#  >  > Occult Discussion >  >  > Folklore Myths & Urban Legends >  >  >  Shoe Trees?

## JohnOdin

A fairly modern phenonomen this, Shoe trees pop up in the films "Big Fish" and "Sex Drive" and I've seen photos of them on Roadtrip USA websites. 
But whats the significance (if any) of the Shoe tree?

I know about the reasoing behind sneakers over the phone line, either as a place to mark were someone died or as a place where drugs are avaiable. 
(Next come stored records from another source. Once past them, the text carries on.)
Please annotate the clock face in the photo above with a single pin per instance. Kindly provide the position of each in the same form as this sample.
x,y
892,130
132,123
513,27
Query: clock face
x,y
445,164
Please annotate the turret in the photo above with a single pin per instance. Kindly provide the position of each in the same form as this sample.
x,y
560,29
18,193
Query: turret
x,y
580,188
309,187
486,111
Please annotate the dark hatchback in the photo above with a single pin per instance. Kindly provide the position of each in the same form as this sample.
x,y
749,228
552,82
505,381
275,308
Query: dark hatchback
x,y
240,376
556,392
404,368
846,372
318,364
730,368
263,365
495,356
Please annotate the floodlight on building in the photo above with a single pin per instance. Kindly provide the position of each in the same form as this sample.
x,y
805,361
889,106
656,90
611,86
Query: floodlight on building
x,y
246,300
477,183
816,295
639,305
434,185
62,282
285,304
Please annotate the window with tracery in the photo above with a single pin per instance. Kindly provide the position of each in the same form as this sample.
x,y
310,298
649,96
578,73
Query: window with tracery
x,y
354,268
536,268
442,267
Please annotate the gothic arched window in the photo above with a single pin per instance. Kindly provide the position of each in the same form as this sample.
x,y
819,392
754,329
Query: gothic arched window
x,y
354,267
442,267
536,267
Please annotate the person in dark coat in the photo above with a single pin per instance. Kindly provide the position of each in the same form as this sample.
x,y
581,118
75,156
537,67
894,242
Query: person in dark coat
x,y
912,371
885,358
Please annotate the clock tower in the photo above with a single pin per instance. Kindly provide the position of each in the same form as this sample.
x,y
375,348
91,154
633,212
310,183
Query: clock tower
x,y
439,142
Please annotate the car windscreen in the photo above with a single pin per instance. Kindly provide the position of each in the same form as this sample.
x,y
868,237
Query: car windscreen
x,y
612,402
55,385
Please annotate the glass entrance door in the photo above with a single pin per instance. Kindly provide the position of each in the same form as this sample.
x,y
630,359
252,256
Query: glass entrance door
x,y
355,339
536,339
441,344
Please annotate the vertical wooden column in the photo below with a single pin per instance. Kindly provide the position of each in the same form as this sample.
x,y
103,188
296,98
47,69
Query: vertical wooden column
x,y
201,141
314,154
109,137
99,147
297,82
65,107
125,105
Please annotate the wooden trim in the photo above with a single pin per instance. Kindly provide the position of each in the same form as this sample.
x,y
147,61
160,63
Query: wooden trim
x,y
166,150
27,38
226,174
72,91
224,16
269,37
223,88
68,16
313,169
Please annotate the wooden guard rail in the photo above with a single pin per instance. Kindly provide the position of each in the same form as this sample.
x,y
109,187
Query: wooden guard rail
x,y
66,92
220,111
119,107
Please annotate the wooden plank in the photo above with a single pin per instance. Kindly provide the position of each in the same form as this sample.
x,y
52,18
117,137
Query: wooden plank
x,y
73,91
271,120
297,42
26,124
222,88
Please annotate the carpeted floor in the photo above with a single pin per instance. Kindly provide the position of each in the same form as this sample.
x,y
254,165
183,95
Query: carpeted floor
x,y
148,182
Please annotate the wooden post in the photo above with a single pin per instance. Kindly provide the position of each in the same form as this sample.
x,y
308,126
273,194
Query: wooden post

can any colonial cousions help a curious Brit out?

----------


## Belphebe

I wish I could but this is the first I have heard of it.

----------


## Balam_del_Monte

i think a Shoe Tree is just a new roadie fad.

----------


## JohnOdin

Fairynuff. They do look fab tho in a intresting and artisitic kind of way.

----------


## Belphebe

I found this.


Shoe Trees. Roadside America

----------


## JohnOdin

Well theres a lot of folklore and superstion associated with shoes:
Not putting shoes on the table.
Tying shoes behind a newlyweds car
Throwing shoes after somone as they leave the house on a long journey.
Burying shoes under the hearth to deter Witches. 
Shoes not paid for will allways 'Squeak' when you walk in them.
'Red shoes no knikers.'

----------